- Directed by: Praveen Morchhale
- Written by: Praveen Morchhale
- Starring: Seema Biswas; Ajay Chourey; Jyoti Dubey; Ariana Sajnani; Bhagwan Tiwari;
- Cinematography: Mohammad Reza Jahanpanah
- Edited by: Anthony Joseph
- Music by: Sahil Kulkarni
- Production company: Suncal Productions International
- Distributed by: Sanman Group
- Release date: 14 April 2023;
- Country: India
- Language: Hindi

= Sir Madam Sarpanch =

Sir Madam Sarpanch is a 2023 Hindi language film written and directed by Praveen Morchhale.

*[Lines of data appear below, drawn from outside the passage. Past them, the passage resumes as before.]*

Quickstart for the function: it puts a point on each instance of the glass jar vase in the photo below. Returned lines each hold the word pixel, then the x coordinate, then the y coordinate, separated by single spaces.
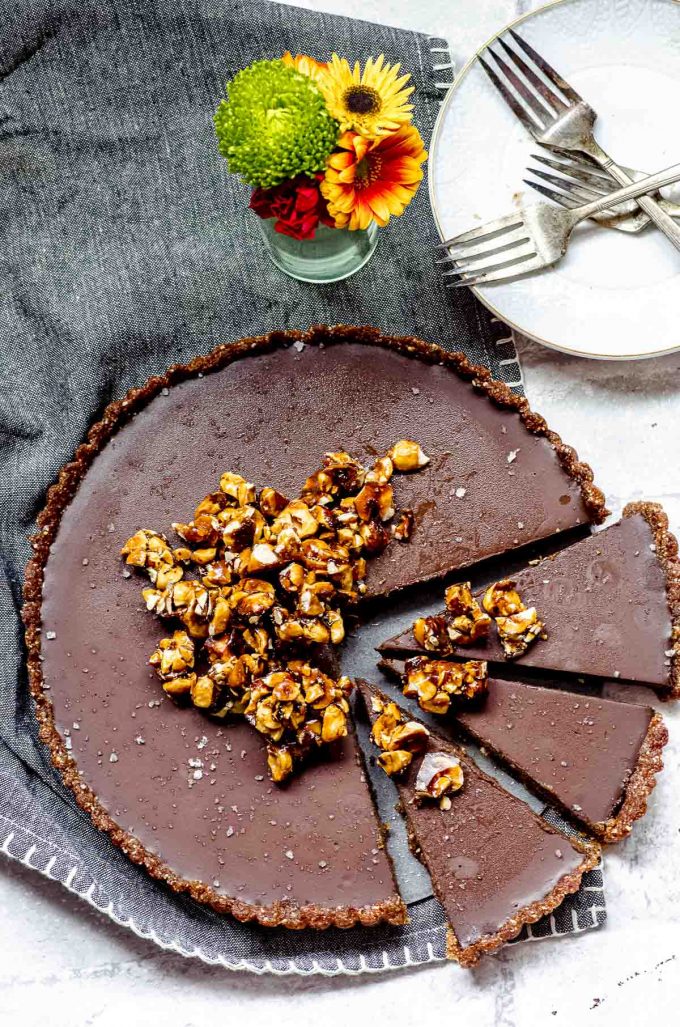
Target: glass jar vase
pixel 332 255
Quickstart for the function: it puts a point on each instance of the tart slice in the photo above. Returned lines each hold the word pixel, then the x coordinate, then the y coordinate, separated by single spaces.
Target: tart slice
pixel 595 759
pixel 610 606
pixel 493 863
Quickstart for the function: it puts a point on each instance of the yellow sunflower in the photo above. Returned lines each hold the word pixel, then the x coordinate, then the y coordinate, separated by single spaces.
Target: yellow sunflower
pixel 372 103
pixel 305 65
pixel 372 181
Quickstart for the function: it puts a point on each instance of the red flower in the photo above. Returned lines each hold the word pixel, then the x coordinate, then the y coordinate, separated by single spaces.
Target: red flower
pixel 297 204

The film stars Seema Biswas, Ajay Chourey and Jyoti Dubey in the lead roles.

==Plot==
The film revolves around the life of a woman named Parvati (played by Seema Biswas) who is elected as the sarpanch (head) of her village. Being a woman, she faces several challenges and prejudices from the male-dominated society. However, she stands up against all odds and fights for the betterment of her village.

==Cast==
- Seema Biswas as Parvati
- Ajay Chourey as Ram Singh
- Jyoti Dubey as Gauri
- Ariana Sajnani as Ana
- Bhagwan Tiwari as Bhaiiya ji

== Reception ==
Shubhra Gupta, writing for the Indian Express, remarked, "A film that dares to accommodate these lines is a rarity. However, they become overshadowed by the mundane storytelling. The subplot involving the 'madam sarpanch,' who outsmarts her thuggish husband (Bhagwan Tiwari), relegates the attempted subversion to a secondary role. The criticisms aimed at 'TV anchors who spread hate' and corrupt politicians who are skilled deceivers end up being ineffective. It's important to note that good intentions don't always translate into good films." She has given 1.5 rating out of 5.

Dhaval Roy, reviewing for The Times of India, has given a rating of 2.5 out of 5.